Disclaimer: Sorry, but I don't own Doctor Who. I know, it's hard to believe. :P
A/N: Yes, I'm finally updating again. I lost my fan fiction mojo there for a while. O_O It was a dark time, friends, a dark time indeed. But I'm back now, so no worries! :D
Here's a bit of a recap, since it's been roughly NINE MONTHS since I last updated…
It's been two days since the incident on the Crusader 50, and the Doctor has a connection with the creature that attacked them. It keeps projecting its astral form into him, and causing him to either freeze or mindlessly repeat whatever anyone around him says, though he never remembers what happened after he wakes up again. Donna and the Doctor have met up with Dee-Dee Blasco, who is terribly embarrassed about her role in the events that played out on the shuttle, and wants to make up for what she did. They've also been joined by Jethro, who decided to hang around with them to avoid going to a facial with his mum. A Scottish security worker, Daniel, who quite likes Donna and thinks the Doctor is her drunken brother, was possessed by the creature after touching the Doctor, and attacked them. The Doctor used the sonic screwdriver to force him into unconsciousness, and said that he'll wake up just fine. The Doctor's theory is that while the creature's actual body probably can't go out in the x-tonic sunlight, it can travel through the service tunnel connecting its lair to the resort in order to get its claws into him, and it would likely kill dozens of innocent people. He and the other three have donned bright orange caving suits, hardhats with halogen lights on the front, and black wellies, and headed into a dusty old service tunnel. They should reach the creature's lair, an old work station deep under the surface of Midnight, after walking for about three hours. And the Doctor has yet come up with an actual plan…
Chapter Six
They had been walking for close to an hour, Donna thought. Her feet were aching, and her back hurt, and she had already come up with several creatively clever ideas about how to murder the Doctor for making them come on this stupid hike in the first place. She'd never liked caves, not since she'd seen too many horror films involving them when she was a teenager. If she'd had her way, she never would have set foot in one as long as she lived. Unfortunately, the Doctor had totally ruined this idea.

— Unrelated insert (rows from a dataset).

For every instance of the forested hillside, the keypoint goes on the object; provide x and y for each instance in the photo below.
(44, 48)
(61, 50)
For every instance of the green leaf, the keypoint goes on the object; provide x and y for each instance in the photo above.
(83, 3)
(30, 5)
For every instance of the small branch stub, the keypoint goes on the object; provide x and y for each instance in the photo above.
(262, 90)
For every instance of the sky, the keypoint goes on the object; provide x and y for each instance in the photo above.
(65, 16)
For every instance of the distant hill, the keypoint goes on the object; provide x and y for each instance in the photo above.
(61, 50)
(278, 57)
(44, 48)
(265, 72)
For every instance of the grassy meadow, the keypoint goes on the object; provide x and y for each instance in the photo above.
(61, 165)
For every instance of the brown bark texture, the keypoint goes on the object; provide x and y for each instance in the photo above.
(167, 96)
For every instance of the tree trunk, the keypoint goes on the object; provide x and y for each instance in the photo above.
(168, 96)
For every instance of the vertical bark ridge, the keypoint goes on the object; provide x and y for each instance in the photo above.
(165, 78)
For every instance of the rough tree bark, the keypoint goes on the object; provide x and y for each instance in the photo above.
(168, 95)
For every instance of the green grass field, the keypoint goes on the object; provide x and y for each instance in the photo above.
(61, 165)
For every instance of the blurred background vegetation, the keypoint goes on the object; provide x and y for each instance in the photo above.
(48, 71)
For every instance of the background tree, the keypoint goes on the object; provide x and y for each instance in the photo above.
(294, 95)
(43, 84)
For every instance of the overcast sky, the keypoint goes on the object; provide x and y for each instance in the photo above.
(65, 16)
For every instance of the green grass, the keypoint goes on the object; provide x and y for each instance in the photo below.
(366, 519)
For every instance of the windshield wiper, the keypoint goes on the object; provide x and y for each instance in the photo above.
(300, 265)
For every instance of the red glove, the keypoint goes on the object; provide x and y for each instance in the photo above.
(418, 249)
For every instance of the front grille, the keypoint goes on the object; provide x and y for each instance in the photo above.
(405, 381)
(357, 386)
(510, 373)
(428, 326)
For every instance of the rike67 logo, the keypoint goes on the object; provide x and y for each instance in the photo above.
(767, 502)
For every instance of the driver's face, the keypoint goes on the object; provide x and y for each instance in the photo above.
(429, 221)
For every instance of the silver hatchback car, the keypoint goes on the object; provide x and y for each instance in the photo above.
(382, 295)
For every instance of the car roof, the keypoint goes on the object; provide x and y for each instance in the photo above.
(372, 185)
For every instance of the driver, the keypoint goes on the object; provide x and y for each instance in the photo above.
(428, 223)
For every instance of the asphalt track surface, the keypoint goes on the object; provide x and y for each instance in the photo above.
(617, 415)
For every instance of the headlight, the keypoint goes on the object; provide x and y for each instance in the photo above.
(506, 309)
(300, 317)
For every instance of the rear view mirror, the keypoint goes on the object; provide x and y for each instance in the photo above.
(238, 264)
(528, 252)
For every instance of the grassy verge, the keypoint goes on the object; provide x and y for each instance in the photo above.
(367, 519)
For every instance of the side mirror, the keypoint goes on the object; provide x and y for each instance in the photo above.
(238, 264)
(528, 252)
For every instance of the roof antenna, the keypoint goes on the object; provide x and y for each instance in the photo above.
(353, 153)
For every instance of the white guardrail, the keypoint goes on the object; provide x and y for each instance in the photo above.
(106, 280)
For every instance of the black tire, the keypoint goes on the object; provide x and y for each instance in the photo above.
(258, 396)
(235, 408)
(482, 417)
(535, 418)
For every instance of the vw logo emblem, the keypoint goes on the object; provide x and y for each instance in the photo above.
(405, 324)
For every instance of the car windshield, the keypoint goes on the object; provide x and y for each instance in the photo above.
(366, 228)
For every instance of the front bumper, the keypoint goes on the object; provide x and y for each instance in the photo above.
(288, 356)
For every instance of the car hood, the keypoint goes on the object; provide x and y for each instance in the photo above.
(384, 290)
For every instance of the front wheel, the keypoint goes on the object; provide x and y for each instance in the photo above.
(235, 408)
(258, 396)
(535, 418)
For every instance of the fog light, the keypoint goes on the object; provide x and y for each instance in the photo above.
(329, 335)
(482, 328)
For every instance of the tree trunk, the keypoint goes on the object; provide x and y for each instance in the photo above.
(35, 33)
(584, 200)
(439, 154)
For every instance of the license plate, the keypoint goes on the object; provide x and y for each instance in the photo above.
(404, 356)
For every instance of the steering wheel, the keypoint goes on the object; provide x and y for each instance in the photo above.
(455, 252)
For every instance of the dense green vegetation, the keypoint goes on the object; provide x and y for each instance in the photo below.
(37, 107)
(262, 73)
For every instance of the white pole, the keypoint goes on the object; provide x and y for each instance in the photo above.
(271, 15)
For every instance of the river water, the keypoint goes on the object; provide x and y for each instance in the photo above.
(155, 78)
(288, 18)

She was the only one who seemed to be out of her mind with fury, though. Dee-Dee constantly exclaimed over little crevices in the rock walls or small diamond rock formations, eyes bright as she looked around with awe. Jethro shuffled along with his hands in the pockets of the orange suit he wore. He'd gotten out what seemed to be the future equivalent of an iPod and put both earbuds into his ears. And the Doctor, of course, was having a brilliant time, bounding ahead and exclaiming over everything he saw and occasionally singing.
Donna hated him.
It was at this time that her mobile rang, the shrill sound seeming extra loud in the enclosed space. She pulled it from her pocket and checked the caller ID. It was her Gramps.
"What is that?" Dee-Dee said curiously.
"It's my mobile," she replied. When all she got was a blank expression, she said, "My communicator. You know, where people can contact me?"
She nodded. "Oh, of course."
"Better answer it, Donna. He's going to hang up sooner or later," the Doctor called over one shoulder. He was still marching on ahead. Donna didn't even want to know how he knew who was calling her.
She pressed the send button, hurrying to catch up with the others. The light from her headlamp bounced haphazardly across the slick stone walls. "Gramps?"
"Donna," he said warmly. "I haven't heard from you in a few days, sweetheart. I was wondering how you're doing."
"Just fine," she said, rolling her eyes. "The Doctor and I are at a resort with some new friends." No need to enlighten him about the fact that they were marching along under the earth in search of a creature capable of possession. He didn't need to worry. She could tell him about the adventure after this was all over.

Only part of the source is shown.